Disputes over what you owe
If you’re paying for services yourself, you have the right to a good-faith cost estimate from the provider. If a provider bills you $400 or more above that estimate, you can challenge the bill.
If you’re using insurance, your insurer can tell you what’s covered and estimate your out-of-pocket costs. If your insurer denies a claim because it says certain services aren’t covered, you can dispute that decision.
Kelmar and U.S. PIRG worked with the federal government to set up what she calls a “one-stop shop to go to with any questions and complaints.” You can call 1-800-985-3059 or visit CMS.gov for disputes or any other issues related to the No Surprises Act.
Click below for more information on No Surprises Act in your state:
Arbitration between providers and insurers
The No Surprises Act “provides insurance companies and health care providers a fair process to resolve (out-of-network) bills without additional cost to patients,” said Murray, a Democrat from Washington state.
You don’t need to be involved in negotiations or disputes between providers and your insurer. If they disagree over a payment, they need to either work it out themselves or use a new arbitration process.
While patients aren’t directly involved, “we really do care about how well arbitration works,” Kelmar says. “It was very important to us that there was a reasonable payment made to the provider that wouldn’t increase costs in the long run for our health plans — that we would then see passed on to us in our premiums in the future.”
WHAT’S NOT COVERED BY THE NO SURPRISES ACT?
The No Surprises Act doesn’t ban all surprise and out-of-network bills. Here are two important exceptions:
— Ambulances: The act covers air ambulances, but not regular ground ambulances.
— Facilities: The act applies to care provided in hospitals, emergency departments and ambulatory surgical centers. Other facilities like clinics and urgent care centers aren’t included but might be added later.
These protections don’t apply to those who are covered by Medicare, Medicaid, TRICARE, Veterans Affairs Health Care or Indian Health Services because they’re already protected against surprise medical bills.
WILL THE NO SURPRISES ACT AFFECT HEALTH CARE COSTS?

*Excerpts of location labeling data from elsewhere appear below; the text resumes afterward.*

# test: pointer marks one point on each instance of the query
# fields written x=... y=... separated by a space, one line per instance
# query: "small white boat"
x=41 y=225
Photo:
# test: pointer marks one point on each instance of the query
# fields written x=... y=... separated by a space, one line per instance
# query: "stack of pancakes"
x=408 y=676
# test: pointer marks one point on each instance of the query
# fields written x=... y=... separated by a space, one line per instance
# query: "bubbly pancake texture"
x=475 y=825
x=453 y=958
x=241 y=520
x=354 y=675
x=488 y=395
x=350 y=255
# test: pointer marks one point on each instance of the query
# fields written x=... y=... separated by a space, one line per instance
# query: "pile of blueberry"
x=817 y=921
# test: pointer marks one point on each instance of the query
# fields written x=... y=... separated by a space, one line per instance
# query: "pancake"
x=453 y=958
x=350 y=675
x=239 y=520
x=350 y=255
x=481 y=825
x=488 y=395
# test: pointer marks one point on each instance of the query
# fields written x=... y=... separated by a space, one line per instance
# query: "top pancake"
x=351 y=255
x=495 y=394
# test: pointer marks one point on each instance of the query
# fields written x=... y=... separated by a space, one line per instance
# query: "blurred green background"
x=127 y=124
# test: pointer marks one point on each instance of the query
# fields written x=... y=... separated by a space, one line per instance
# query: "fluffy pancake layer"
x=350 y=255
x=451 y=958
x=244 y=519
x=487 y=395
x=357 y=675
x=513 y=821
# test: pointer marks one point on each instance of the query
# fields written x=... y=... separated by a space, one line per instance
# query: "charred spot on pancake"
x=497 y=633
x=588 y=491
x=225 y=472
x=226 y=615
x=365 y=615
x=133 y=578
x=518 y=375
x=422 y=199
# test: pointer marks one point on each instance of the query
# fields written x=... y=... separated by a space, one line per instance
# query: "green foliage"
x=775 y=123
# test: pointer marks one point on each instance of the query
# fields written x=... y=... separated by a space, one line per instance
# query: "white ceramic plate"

“I worked hard to make sure the bill we passed would end surprise bills in a fair way that didn’t raise costs for patients in other ways like higher premiums,” Murray said. The No Surprises Act could achieve that goal, according to the nonpartisan Congressional Budget Office, or CBO.
Most health insurance premiums could fall by 0.5% to 1%, according to CBO estimates, so both patients and the government would pay slightly less to insurers.